A food court in Seattle-Tacoma International Airport: Burger King(TM), Cinnabon(TM), and an anonymous corporate bar. The thought of food is appalling. The Japanese coworkers and I ate at a dim sum place called Noble Court(TM) yesterday. I munched on oil-covered noodles, drank oil-laden soup, and took a massive bite of a chicken leg that was still frozen in the center.
Last night was tough. I woke up at two a.m. swaddled in Seattle Westin’s(TM) so-called Heavenly Bed(TM), lucidly dreaming of skiing at warp speed down a mountain covered with red snow. Freezing, I stumbled out of bed to the thermostat and the temperature of the room instantly rocketed up past four hundred degrees. The walls of the room ceased to be foursquare, and the bed slowly turned on an axis somewhere deep within the guts of the building. As I lay there in bed, awash in alternate waves of heat and cold, my mind began to dissociate from my body, and thus my skin started to separate from my muscles, tearing into loose sheets and folds. It peeled from my body like the skin on an overripe banana. Things became interesting.

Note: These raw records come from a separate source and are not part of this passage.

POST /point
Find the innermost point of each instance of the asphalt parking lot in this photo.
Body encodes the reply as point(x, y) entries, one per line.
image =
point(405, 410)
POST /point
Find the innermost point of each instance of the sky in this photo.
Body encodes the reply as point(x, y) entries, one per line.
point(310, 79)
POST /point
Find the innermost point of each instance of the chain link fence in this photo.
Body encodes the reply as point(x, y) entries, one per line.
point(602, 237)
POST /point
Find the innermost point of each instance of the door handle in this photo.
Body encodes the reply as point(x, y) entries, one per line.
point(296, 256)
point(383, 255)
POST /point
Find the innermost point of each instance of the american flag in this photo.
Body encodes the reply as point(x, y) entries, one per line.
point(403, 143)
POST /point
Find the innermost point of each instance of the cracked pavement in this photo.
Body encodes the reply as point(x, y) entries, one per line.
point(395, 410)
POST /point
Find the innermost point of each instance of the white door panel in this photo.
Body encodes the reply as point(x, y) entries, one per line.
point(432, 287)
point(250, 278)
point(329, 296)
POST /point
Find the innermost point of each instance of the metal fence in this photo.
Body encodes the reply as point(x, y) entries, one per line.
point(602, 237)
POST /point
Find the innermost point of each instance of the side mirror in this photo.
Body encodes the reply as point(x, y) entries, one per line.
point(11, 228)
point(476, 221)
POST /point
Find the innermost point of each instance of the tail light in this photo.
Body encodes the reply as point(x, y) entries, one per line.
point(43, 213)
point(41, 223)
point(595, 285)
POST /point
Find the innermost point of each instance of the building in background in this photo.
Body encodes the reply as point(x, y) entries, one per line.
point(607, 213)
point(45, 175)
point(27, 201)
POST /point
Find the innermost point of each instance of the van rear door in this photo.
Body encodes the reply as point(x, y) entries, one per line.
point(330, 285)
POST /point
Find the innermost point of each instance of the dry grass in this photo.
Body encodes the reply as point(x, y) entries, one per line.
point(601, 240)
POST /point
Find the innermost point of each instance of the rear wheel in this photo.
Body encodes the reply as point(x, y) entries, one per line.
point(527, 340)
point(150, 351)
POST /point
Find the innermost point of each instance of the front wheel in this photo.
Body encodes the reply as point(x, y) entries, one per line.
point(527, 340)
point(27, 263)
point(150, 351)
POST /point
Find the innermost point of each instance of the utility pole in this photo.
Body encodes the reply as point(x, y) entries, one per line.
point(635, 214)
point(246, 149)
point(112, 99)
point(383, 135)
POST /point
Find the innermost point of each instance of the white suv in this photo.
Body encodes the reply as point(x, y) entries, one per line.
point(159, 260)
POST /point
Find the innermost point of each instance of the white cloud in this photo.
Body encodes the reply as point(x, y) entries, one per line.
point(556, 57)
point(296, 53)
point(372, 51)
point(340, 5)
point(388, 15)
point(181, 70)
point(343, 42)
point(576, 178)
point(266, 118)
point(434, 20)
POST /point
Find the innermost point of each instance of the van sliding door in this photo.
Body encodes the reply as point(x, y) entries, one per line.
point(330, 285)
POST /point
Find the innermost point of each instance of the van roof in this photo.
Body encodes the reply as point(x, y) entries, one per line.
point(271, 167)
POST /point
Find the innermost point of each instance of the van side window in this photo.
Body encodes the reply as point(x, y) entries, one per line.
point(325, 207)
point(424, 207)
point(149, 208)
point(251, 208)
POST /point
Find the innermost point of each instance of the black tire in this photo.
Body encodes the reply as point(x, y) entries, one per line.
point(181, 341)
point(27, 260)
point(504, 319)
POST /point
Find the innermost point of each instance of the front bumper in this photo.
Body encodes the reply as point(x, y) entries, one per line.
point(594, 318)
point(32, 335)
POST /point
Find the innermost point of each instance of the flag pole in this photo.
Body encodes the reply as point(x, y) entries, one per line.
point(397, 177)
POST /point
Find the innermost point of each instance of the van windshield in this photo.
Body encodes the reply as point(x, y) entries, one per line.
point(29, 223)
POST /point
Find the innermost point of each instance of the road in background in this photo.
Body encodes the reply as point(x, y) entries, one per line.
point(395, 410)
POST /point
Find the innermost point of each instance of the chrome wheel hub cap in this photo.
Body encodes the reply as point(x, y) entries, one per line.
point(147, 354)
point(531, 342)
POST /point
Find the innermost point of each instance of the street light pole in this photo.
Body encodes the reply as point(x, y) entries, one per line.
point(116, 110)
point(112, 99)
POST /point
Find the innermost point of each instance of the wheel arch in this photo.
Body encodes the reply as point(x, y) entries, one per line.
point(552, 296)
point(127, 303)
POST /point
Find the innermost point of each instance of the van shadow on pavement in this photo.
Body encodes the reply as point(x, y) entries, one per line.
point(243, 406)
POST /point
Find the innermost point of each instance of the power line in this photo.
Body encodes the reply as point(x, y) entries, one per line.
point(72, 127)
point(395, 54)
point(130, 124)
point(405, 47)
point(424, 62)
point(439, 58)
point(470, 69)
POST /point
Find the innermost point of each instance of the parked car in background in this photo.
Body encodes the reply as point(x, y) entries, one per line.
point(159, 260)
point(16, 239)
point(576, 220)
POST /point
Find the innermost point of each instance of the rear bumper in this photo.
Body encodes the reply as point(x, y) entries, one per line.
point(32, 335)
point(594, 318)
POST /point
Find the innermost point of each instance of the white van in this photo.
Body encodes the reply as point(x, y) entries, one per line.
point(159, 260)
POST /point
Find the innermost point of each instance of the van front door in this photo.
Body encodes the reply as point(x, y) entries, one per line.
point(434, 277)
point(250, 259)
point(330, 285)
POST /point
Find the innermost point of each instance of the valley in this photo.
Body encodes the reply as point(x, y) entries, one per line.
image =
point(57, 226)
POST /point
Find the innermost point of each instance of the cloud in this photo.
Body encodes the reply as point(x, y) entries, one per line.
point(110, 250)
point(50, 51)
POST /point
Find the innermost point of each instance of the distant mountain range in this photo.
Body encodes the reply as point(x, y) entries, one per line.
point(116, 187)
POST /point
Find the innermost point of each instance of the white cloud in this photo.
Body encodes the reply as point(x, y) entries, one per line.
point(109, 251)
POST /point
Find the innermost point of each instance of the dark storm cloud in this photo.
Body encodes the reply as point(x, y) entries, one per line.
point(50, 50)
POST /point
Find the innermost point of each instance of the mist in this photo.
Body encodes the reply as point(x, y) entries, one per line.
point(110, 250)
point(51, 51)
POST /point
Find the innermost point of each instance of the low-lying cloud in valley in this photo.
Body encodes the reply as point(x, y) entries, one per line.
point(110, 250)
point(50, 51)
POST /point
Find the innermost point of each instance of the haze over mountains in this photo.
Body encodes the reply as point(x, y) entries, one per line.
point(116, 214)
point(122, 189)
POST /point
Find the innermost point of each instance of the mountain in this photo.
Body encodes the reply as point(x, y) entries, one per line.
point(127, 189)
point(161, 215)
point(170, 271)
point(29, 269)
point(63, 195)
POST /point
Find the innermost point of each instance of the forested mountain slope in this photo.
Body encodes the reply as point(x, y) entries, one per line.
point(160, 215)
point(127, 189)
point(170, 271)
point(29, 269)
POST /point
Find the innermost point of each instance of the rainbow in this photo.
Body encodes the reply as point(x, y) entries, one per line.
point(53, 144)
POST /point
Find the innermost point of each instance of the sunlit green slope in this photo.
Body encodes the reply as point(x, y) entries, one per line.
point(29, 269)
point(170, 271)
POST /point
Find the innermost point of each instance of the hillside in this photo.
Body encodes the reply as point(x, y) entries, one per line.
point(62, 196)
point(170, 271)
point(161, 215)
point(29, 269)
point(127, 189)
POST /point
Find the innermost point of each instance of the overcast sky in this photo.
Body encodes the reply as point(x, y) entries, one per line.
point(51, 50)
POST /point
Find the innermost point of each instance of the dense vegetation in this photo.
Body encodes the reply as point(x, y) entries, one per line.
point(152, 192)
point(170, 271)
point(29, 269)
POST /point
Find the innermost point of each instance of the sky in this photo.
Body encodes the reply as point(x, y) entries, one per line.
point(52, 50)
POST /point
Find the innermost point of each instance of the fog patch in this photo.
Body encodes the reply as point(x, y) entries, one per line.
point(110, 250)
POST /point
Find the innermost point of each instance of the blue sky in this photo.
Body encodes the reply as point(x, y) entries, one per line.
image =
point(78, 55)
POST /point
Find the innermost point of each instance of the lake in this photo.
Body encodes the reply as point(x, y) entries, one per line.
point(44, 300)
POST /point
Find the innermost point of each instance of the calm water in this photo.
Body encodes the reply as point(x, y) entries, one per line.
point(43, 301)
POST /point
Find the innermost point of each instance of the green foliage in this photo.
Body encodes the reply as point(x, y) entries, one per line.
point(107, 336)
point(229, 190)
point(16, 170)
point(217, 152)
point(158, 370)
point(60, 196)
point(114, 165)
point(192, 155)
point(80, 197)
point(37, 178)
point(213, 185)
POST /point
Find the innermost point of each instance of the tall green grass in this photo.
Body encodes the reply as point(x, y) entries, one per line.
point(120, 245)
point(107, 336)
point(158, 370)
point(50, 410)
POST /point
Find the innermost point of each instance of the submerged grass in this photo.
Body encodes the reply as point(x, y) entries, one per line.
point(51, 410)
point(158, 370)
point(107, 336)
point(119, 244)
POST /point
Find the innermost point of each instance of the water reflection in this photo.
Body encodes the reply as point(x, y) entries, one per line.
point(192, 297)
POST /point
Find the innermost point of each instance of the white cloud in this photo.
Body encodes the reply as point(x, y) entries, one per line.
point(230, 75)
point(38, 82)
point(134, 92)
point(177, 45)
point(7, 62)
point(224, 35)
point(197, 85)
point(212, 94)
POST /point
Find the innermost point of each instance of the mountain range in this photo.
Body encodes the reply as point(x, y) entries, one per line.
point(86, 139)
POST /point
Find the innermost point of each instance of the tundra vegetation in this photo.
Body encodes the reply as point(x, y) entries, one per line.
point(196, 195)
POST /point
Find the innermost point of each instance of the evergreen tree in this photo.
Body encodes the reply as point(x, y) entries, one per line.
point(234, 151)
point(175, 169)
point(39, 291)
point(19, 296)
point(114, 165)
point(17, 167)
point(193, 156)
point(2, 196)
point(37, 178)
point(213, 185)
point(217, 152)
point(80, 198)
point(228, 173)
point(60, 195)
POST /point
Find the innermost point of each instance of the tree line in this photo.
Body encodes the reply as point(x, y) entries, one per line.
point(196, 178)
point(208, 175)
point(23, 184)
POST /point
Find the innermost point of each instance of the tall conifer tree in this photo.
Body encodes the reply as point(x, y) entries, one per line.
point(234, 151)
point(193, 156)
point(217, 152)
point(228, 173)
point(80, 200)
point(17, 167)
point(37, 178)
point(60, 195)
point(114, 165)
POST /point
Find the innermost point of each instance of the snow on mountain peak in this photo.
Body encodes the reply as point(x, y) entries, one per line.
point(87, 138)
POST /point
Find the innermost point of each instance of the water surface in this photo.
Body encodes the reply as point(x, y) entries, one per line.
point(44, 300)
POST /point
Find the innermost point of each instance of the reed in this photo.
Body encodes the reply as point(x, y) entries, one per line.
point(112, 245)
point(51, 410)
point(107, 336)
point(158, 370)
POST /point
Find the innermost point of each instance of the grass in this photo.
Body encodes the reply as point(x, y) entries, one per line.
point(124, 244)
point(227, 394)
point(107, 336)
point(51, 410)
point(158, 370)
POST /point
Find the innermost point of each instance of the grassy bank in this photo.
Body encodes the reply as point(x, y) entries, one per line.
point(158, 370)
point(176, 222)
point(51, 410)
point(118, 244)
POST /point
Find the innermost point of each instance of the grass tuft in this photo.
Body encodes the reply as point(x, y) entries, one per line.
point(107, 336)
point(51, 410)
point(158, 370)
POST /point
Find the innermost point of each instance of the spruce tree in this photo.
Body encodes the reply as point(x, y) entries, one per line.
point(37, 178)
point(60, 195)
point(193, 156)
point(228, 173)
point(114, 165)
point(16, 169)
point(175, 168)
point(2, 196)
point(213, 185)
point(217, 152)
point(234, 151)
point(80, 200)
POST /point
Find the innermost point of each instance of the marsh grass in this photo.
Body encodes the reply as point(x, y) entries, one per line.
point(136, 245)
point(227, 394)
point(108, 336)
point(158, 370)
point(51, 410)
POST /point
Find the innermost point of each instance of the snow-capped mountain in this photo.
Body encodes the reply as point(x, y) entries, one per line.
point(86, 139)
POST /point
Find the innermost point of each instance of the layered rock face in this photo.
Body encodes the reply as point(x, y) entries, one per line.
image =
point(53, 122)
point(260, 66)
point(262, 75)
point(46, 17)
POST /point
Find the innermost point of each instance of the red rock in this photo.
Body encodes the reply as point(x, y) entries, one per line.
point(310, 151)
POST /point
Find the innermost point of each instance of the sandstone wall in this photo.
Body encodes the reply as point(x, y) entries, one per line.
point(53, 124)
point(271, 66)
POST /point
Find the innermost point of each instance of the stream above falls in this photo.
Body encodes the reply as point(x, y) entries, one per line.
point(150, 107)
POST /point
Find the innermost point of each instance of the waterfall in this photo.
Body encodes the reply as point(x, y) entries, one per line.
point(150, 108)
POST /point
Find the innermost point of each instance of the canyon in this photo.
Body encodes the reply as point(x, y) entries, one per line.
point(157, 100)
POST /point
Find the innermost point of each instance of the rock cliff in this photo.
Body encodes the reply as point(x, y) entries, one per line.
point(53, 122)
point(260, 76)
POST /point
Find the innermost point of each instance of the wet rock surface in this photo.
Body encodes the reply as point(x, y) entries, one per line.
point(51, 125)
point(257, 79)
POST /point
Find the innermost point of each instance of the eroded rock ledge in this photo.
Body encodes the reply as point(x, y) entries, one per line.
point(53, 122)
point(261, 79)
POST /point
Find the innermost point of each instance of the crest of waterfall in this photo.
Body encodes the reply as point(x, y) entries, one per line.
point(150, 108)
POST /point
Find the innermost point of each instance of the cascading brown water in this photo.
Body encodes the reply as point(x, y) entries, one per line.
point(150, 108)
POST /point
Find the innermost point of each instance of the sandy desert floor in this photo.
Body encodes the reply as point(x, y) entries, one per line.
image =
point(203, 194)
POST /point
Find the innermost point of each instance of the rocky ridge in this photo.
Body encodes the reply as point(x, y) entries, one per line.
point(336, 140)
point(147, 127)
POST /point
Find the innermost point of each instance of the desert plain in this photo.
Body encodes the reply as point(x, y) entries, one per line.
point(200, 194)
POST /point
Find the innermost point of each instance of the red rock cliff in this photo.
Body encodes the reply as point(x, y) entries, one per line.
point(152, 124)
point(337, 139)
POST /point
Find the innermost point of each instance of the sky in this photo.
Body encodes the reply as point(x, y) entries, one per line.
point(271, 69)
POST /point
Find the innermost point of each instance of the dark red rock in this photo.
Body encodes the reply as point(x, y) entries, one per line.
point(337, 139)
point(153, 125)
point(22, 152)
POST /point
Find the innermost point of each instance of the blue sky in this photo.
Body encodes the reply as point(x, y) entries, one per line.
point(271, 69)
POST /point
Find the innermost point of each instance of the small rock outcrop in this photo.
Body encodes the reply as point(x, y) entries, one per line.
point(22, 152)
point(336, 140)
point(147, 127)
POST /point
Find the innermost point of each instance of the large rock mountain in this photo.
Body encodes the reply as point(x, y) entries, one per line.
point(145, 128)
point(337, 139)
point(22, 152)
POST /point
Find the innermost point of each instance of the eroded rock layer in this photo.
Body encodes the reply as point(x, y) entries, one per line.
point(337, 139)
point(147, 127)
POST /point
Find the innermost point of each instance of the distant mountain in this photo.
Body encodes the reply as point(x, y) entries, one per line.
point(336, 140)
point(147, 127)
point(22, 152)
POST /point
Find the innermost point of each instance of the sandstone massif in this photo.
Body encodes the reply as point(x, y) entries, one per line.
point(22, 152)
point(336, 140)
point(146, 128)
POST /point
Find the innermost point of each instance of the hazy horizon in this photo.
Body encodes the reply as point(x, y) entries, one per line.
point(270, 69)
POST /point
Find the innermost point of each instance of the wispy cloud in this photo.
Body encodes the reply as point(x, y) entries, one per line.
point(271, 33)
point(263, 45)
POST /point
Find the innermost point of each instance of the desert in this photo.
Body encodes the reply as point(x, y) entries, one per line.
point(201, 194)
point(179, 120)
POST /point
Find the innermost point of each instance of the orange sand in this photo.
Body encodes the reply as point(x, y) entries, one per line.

I decided that the correct choice of action was to make coffee. In retrospect, I acknowledge that perhaps making coffee was not the optimal course of action, but we are simply documenting the facts here. I got out of bed, hauled my miserable ass to the coffeemaker, filled the carafe with water. I installed it in the coffee maker, put the ground coffee in the filter basket, and waited. Nothing happened. I stood, my legs failing underneath me, for about eight weeks before realizing that I had failed to actually pour the water into the coffee maker.
A delayed flight later, I’m home, sweating under a down comforter. Aspirin and steady love from my wife has my bug under control.